Notice of Pre-AIA  or AIA  Status
The present application, filed on or after March 16, 2013, is being examined under the first inventor to file provisions of the AIA .

Applicant's Response
In Applicant's Response dated 11/2/2020, Applicant amended the Claims and argued against all objections and rejections set forth in the previous Office Action.
All objections and rejections not reproduced below are withdrawn. 
The rejection of the Claims under 35 U.S.C. 101 previously set forth are maintained. 
The prior art rejection of the Claims under 35 U.S.C. 102 and 103 previously set forth are withdrawn.
	The examiner appreciates the applicant noting where the support for the amendments is located in the specification. 
The Application was filed on 4/2/2019.
Claim(s) 1-18 are pending for examination. Claim(s) 1 is/are independent claim(s).

Claim Rejections - 35 USC § 101
35 U.S.C. 101 reads as follows: 
Whoever invents or discovers any new and useful process, machine, manufacture, or composition of matter, or any new and useful improvement thereof, may obtain a patent therefor, subject to the conditions and requirements of this title.


A “system” claim must necessarily include hardware. The “redaction server” does not necessarily include hardware (published specification ¶ [0026]). 

Claim(s) 1:
	Claim(s) 1 recites a "system” solely comprising a “parser”, a “candidates generator”, and a “replacement engine”.  An interpretation of the “parser”, “candidates generator”, and “replacement engine” is software, the specification states that the invention is directed toward the “field of computer software and systems” ¶ [0001], the office policy is to interpret “system” as being software.  Thus, for purposes of examination, the examiner interprets the recited “system” to be software per se.  That is, the recited “system” is not a process, a machine, a manufacture or a composition of matter.
	Accordingly, the “system” is software per se and is not a “process,” a “machine,” a “manufacture”, or a “composition of matter”, as defined in 35 U.S.C. 101.
Claims 2-18 merely recite additional features of the “parser”, “candidates generator”, and “replacement engine”.  Thus, Claim 2-18 do not further define the recited “system” as being within a statutory process, machine, manufacture or composition of matter.
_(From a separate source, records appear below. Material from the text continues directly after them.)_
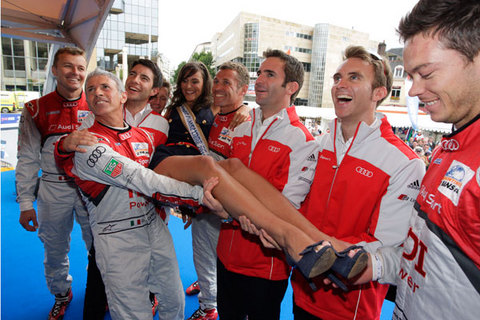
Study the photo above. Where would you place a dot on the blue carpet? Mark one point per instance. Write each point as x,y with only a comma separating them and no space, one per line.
24,294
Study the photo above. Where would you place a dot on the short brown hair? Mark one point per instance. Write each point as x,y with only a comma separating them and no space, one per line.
293,69
74,51
242,73
382,72
456,22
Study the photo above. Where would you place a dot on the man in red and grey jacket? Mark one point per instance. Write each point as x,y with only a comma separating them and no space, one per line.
252,280
364,188
43,121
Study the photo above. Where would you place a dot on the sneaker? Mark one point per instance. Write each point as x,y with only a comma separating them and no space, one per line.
61,304
154,302
193,289
204,314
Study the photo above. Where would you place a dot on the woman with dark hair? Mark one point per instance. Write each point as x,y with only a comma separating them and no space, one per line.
185,157
192,100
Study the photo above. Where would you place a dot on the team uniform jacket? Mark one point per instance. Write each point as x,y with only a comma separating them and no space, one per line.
438,269
283,151
134,250
109,163
43,121
220,138
367,199
151,121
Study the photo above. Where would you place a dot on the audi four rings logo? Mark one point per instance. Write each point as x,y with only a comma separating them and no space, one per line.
95,155
273,149
450,145
365,172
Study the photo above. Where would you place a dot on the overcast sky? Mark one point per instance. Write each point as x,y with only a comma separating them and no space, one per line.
184,24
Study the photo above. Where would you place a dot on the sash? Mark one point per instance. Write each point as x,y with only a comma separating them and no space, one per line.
188,119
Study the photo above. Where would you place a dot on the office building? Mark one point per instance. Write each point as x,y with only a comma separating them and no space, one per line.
318,47
130,32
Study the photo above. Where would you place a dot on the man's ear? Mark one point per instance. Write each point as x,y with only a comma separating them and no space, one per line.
54,70
379,93
244,89
123,97
292,87
154,91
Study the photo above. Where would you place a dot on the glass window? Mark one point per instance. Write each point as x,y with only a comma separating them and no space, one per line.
18,49
8,62
6,45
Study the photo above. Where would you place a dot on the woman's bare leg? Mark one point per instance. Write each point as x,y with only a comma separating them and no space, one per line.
236,199
275,201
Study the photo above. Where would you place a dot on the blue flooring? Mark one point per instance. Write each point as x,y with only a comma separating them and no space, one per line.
24,294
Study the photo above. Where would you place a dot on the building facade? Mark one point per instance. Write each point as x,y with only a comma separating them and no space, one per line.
23,64
130,32
318,47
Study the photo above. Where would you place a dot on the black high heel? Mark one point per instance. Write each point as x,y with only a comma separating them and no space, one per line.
313,263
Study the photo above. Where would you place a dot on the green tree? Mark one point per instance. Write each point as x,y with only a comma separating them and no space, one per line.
205,56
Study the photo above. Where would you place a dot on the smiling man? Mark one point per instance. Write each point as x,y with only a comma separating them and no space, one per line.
134,249
437,271
365,183
252,280
43,121
229,88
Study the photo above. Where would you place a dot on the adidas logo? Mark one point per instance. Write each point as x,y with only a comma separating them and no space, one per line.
311,157
414,185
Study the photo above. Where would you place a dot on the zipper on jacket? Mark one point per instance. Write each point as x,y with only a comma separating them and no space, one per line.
336,166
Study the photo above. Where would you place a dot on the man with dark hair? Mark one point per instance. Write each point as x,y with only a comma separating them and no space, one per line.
359,150
229,88
159,101
43,121
142,82
252,280
437,271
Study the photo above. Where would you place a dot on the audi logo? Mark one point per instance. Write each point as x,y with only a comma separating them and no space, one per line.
95,155
450,145
273,149
365,172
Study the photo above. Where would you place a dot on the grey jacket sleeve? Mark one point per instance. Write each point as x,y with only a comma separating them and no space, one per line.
28,165
102,164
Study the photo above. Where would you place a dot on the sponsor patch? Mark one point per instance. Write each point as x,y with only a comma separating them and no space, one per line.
113,168
415,185
95,155
69,104
404,197
225,136
312,158
140,149
478,176
452,184
82,114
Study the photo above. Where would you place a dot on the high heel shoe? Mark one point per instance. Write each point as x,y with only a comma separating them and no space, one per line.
348,267
313,263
	This rejection can be overcome by amending the claim explicitly recite an actual hardware component, such as a “processor” or “memory.”
	For example: 
Claim 1: 
A system, comprising:
a processor, 
a memory, 
a parser … 

Appropriate action is required. 

Claim Rejections - 35 USC § 103
In the event the determination of the status of the application as subject to AIA  35 U.S.C. 102 and 103 (or as subject to pre-AIA  35 U.S.C. 102 and 103) is incorrect, any correction of the statutory basis for the rejection will not be considered a new ground of rejection if the prior art relied upon, and the rationale supporting the rejection, would be the same under either status.  
The following is a quotation of 35 U.S.C. 103 which forms the basis for all obviousness rejections set forth in this Office action:
A patent for a claimed invention may not be obtained, notwithstanding that the claimed invention is not identically disclosed as set forth in section 102, if the differences between the claimed invention and the prior art are such that the claimed invention as a whole would have been obvious before the effective filing date of the claimed invention to a person having ordinary skill in the art to which the claimed invention pertains. Patentability shall not be negated by the manner in which the invention was made.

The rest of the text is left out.